String.format in Java has weird rounding by default

I was participating in one of our Android projects, and while testing I discovered, that our program acted weird — app displayed one value, but acted like the value was different. The value was 1.45, and our Java Android app displayed 1.4 instead of 1.5.

The source looked something like:
double d = 1.45;
String val = String.format(Locale.US, "%.1f", d) + "%";

I am still a beginner in Java, and at first I believed, that String.format rounds down by default. This was till I saw, that value 1.55 is rounded up by default.

Digging into Java documentation I found, that String.format uses RoundingMode HALF_EVEN by default:

Rounding mode to round towards the “nearest neighbor” unless both neighbors are equidistant, in which case, round towards the even neighbor.

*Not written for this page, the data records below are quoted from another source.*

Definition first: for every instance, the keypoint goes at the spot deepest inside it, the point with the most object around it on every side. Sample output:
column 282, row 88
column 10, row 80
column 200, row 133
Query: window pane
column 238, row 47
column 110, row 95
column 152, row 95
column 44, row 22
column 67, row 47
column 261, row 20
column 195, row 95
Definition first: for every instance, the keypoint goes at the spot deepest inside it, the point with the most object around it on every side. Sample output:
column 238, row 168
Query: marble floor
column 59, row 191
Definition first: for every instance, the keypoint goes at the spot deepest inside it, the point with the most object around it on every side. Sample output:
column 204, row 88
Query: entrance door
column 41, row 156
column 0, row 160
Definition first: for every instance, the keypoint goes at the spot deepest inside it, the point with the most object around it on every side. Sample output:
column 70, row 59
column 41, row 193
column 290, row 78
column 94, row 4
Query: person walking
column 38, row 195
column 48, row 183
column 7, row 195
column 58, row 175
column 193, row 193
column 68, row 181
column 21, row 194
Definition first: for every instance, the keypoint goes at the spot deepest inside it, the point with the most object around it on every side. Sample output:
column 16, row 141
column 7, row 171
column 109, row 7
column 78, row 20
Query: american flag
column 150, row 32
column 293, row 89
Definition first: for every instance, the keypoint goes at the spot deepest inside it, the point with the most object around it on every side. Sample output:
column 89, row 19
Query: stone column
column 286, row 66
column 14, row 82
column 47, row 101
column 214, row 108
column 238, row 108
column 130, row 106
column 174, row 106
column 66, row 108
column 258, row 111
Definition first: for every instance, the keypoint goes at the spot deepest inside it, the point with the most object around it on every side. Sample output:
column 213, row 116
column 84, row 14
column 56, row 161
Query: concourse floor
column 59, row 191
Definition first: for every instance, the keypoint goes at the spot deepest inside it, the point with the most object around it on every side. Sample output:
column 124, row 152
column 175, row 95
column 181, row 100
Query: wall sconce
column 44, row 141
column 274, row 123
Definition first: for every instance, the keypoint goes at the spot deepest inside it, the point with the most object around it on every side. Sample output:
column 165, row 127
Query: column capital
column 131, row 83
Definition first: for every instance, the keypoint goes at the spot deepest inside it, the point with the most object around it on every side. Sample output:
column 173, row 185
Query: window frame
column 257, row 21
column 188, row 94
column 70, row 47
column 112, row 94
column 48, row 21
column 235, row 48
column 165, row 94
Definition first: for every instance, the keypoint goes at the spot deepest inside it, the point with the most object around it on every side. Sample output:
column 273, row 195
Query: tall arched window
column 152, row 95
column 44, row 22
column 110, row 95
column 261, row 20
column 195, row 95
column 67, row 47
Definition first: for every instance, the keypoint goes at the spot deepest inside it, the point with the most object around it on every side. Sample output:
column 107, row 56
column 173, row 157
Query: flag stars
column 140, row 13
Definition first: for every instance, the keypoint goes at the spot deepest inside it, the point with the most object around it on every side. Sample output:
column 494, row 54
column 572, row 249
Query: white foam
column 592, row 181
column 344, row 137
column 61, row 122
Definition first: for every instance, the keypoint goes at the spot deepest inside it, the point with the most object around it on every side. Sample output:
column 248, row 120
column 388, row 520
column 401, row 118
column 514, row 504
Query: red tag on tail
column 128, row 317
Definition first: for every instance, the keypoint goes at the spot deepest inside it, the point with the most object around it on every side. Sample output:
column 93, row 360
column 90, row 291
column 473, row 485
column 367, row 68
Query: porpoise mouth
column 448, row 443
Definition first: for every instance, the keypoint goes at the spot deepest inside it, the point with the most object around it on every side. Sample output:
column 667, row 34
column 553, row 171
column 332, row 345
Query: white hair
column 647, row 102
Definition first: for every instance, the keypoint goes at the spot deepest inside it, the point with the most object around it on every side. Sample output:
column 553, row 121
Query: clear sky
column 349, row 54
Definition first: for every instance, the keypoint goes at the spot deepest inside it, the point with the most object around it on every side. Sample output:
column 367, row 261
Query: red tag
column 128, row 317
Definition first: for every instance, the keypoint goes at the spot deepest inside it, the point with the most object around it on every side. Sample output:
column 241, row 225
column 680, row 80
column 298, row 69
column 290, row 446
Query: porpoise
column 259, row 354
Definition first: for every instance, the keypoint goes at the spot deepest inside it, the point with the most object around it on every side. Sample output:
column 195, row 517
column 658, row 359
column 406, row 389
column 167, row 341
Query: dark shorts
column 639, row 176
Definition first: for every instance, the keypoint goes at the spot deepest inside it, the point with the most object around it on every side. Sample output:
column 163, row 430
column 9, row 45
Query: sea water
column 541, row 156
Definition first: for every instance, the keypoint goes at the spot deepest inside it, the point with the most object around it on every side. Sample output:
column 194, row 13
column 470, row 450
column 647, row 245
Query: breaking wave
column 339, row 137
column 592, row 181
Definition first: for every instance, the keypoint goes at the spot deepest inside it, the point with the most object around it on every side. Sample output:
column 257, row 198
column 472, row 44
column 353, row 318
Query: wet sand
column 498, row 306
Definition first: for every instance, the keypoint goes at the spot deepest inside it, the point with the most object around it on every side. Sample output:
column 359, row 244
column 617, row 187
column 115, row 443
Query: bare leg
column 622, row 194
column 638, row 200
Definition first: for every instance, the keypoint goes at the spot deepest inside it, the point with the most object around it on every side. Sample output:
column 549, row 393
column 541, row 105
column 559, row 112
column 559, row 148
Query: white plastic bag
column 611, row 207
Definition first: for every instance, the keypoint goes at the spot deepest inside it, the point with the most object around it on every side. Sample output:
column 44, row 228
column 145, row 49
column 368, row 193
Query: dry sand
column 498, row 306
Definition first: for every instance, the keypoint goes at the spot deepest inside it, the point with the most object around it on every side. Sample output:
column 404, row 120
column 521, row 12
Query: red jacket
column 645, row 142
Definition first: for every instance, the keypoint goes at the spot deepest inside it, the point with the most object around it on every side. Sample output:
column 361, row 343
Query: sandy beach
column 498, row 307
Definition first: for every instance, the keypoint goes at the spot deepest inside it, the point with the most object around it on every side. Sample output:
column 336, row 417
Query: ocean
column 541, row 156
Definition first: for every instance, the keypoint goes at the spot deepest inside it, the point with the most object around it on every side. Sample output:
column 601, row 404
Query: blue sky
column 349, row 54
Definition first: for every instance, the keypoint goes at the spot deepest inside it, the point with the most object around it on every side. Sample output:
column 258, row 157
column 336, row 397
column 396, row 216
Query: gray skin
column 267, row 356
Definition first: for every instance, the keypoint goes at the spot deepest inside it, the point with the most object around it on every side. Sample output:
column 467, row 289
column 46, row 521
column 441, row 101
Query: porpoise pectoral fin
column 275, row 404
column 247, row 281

Behaves as for RoundingMode.HALF_UP if the digit to the left of the discarded fraction is odd; behaves as for RoundingMode.HALF_DOWN if it’s even. Note that this is the rounding mode that statistically minimizes cumulative error when applied repeatedly over a sequence of calculations. It is sometimes known as “Banker’s rounding,” and is chiefly used in the USA. This rounding mode is analogous to the rounding policy used for float and double arithmetic in Java.

http://docs.oracle.com/javase/6/docs/api/java/math/RoundingMode.html

Of course other beginners are also discovering this Java Rounding.

Unfortunately Android does not support setRoundingMode, so currently using the following workaround:
double d = (double)Math.round(((double)percents) * 10f) / 10f;
String val = String.format(Locale.US, "%.1f", d) + "%";

One reply on “String.format in Java has weird rounding by default”

  1. Rounding mode to round towards zero. Never increments the digit prior to a discarded fraction (i.e., truncates). Note that this rounding mode never increases the magnitude of the calculated value.